AKP-MHP iktidarının 11 yıl aradan sonra Esad rejimiyle masaya oturması, bölgede sıkışmışlığının ve buna bağlı olarak manevra yapma ihtiyacının ürünüyken, en azından seçimlere kadar, bölgede bir zafer elde etme amacıyla yeni işgal saldırılarına hazırlandığını göstermektedir. Kürt ulusunun ülke içinde ve dışında kazanımları Türk hakim sınıfları açısından bir “beka sorunu” olarak görülmeye devam etmektedir.

2023 yılını ve geleceği kazanacağız!

Geride bıraktığımız yıl Türk hakim sınıfları açısından özellikle seçimlerin tartışıldığı ve bütün hamlelerin buna gör yapıldığı bir yıl oldu. Önümüzdeki yıl da bu gündemin önemli bir yer işgal edeceği anlaşılmaktadır. Hakim sınıfların kendi içlerinde iki kliğe dayanan iktidar mücadelesi, cumhuriyetlerinin ikinci yüzyılında, faşist diktatörlük koşullarında, “tek adam rejimi”nin tahkim edilmesi ya da “güçlendirilmiş parlamentarizm” adı altında rejimin restorasyonun sağlanması amaçlanmaktadır.

İşçi sınıfı ve emekçi halkın hakim sınıfların başta seçimler olmak üzere, kendi düzenlerini şu veya bu şekilde güncelleyerek devam ettirme politikalarına karşı; birleşik devrimci mücadelenin kendi gündemi kitlelere daha fazla taşıması, fiili ve meşru mücadele çizgisiyle, sokağı ve direnişi esas almayı sürdürmesi gerekmektedir. 2023 yılı ve önümüzdeki yıllar, hakim sınıfların herhangi bir kliğinin arkasında yedeklenerek değil, işçi sınıfı ve emekçi halkın kendi gücüne ve örgütlüğüne güvenerek, kendi bağımsız çalışmasında ısrar etmesinden geçmektedir.

Bu süreçte elbette taktik olarak hakim sınıfların her iki kliğinin arkasında yedeklenmeyen, kendi sözünü söyleyen ve pratiğini örgütleyen ilerici demokratik hareketlerle birlikte yürüme imkan ve olanaklarını değerlendirmek; stratejik olarak ise demokratik halk devriminin ve birleşik devrimci mücadele çizgisini güçlendirmek gerekmektedir.

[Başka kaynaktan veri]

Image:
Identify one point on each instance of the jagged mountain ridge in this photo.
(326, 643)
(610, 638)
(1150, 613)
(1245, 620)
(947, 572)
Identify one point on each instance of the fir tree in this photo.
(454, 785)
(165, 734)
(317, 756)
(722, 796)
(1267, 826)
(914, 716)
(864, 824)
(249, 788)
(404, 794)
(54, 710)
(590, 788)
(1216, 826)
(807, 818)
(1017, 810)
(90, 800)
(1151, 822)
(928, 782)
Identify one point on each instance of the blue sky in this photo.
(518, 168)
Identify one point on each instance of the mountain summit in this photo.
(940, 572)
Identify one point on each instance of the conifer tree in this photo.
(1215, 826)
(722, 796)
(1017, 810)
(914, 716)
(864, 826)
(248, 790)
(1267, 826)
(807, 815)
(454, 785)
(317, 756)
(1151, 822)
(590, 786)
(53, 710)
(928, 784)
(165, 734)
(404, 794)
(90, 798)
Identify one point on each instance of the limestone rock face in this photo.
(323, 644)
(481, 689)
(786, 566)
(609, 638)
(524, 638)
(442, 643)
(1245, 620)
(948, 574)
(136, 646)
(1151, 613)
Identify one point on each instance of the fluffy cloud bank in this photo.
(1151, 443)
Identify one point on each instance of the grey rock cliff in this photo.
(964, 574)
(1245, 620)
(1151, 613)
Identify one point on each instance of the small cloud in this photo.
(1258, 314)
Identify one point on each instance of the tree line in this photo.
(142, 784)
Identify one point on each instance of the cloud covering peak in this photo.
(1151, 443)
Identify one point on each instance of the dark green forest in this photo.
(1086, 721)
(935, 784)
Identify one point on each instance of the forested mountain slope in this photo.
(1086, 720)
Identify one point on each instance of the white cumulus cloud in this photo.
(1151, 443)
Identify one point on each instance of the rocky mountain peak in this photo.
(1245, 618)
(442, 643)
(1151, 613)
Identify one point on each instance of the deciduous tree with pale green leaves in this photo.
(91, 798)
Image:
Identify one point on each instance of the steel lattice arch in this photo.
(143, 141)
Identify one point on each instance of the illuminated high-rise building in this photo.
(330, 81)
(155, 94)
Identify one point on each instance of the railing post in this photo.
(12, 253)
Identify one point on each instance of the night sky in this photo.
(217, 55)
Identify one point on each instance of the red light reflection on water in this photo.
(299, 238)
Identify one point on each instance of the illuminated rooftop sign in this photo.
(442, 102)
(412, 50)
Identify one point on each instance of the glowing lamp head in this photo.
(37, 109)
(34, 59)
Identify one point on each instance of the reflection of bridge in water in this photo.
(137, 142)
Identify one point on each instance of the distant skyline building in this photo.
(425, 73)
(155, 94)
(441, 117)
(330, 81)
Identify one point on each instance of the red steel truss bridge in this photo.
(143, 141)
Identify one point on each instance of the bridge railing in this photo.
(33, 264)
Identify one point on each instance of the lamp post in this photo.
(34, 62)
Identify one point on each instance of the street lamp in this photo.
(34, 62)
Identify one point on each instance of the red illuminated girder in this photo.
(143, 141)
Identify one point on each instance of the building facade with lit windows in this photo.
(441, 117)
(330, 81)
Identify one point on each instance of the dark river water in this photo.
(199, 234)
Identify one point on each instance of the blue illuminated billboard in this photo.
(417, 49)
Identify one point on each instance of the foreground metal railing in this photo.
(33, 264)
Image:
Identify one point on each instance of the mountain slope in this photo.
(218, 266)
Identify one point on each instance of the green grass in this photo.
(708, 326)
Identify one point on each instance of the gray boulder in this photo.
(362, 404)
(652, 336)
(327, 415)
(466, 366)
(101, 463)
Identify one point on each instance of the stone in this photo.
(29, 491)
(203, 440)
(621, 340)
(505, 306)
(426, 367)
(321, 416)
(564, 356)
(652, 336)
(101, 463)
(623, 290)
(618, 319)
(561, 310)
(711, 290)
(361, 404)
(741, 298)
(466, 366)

2023 yılı demokratik halk devrimi çizgisi ve pratiğinin, birleşik devrimci mücadelenin daha da güçlendiği bir yıl olacaktır. Geride bıraktığımız direniş ve mücadele yılı pratiği, sınıf mücadelesi deneyimleri bunu fazlasıyla göstermekte ve kanıtlamaktadır.

Sözlerimizi halk ordusu içinde savaşan enternasyonalist bir savaşçının yeni bir mücadele yılına dair şu ifadeleriyle bitirelim: “Yeni yıla kararlılıkla, devrimci dayanışmayla ve öfkeyle başlayalım ve mücadeleleri yoğunlaştırarak sürdürelim. Şehit yoldaşların ayak izlerini takip edelim, mücadele tarihinden edindiğimiz tecrübe ve bilgilerle ve olacaklara dair merakımızla yolumuza devam edelim. Geçmişteki mücadelelerin hatalarından ve sorunlarından ders çıkaralım ve yolumuza devam edelim. Faşist güçlerin saldırıları yakın gelecekte artarak devam edecek, bu nedenle her yerde kendimizi örgütlemeli ve bunlara kararlılıkla karşı koymalıyız.”